Coffee and hazelnut cupcakes with cream cheese icing
Prep time: 20 mins Baking time: 20 mins Makes 12 120g butter 120g caster sugar 2 eggs 1 tsp coffee essence 25ml brewed instant coffee* 150g plain flour 1 tsp baking powder 100g hazelnuts, chopped 12 fresh blueberries White chocolate shards, to serve
FOR THE ICING 100g cream cheese, softened 200g icing sugar 2 tsp coffee powder
1 Preheat the oven to 170⁰C and line a 12-cup muffin tin with cases. In a large mixing bowl, beat together butter and sugar until creamy and fluffy.
2 Beat the eggs with the coffee essence and pour the mixture into the butter and sugar, mixing thoroughly until well combined.
3 Add the coffee, flour, baking powder and hazelnuts and mix well. Divide the mixture equally into the cases and bake for 20 mins or until a skewer inserted in the centre of a cake comes out clean. Leave to cool in the tin for 10 mins, then transfer to a wire rack.

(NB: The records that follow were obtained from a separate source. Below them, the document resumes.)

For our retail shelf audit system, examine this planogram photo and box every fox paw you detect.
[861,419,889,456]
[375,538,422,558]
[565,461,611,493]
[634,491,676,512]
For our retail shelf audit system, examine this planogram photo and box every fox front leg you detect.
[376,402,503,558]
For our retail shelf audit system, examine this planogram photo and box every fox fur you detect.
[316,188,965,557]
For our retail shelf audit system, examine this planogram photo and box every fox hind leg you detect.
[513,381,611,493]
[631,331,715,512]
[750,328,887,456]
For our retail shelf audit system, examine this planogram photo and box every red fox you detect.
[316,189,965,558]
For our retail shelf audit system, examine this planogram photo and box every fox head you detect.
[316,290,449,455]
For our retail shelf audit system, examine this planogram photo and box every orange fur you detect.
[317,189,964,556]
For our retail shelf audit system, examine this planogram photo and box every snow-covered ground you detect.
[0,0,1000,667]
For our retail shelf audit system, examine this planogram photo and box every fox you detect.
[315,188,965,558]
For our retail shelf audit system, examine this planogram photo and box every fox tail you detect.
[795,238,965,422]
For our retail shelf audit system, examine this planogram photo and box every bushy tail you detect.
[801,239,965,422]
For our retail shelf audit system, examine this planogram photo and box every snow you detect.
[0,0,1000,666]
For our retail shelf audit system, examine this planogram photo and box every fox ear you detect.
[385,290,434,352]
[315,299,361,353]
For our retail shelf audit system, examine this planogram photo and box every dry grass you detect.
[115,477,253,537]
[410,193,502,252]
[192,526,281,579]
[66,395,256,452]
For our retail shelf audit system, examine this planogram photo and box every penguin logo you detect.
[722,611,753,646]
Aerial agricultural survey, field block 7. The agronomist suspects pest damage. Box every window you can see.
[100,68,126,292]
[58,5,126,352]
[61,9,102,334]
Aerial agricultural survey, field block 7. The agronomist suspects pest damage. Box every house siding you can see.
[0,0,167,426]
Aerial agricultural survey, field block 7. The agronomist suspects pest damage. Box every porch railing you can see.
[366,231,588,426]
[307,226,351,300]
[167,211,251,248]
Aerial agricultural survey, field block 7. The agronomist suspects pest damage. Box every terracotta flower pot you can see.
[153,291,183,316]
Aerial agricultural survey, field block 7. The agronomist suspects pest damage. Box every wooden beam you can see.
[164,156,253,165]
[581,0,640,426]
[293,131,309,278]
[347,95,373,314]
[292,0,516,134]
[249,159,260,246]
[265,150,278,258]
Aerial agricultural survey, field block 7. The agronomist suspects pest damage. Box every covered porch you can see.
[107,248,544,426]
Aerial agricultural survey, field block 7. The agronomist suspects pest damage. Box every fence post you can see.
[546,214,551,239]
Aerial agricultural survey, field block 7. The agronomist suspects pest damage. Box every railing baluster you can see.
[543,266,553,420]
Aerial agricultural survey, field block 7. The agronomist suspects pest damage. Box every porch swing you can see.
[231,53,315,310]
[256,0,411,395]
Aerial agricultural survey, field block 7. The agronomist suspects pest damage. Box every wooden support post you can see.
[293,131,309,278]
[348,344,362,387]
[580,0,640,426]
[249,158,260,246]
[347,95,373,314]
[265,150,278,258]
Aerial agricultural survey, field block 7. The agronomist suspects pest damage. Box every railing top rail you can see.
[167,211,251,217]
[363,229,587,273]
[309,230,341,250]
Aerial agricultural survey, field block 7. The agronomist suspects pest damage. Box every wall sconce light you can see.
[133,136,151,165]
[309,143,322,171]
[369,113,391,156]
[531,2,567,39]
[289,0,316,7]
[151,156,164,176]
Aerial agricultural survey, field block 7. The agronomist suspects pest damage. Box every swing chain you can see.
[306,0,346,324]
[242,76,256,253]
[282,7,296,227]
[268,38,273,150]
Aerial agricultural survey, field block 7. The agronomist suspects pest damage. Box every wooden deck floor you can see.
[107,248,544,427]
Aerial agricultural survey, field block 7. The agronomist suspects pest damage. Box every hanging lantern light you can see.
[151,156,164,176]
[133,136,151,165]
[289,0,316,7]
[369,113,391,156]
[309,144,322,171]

4 Meanwhile, to make the icing, fold together cream cheese, icing sugar and coffee powder. Swirl on top of each cupcake and top with blueberries and white chocolate shards. * To make coffee, dissolve about 1 tsp of instant coffee in 1 cup of boiling water. This recipe uses only 25ml so discard the rest – or drink it!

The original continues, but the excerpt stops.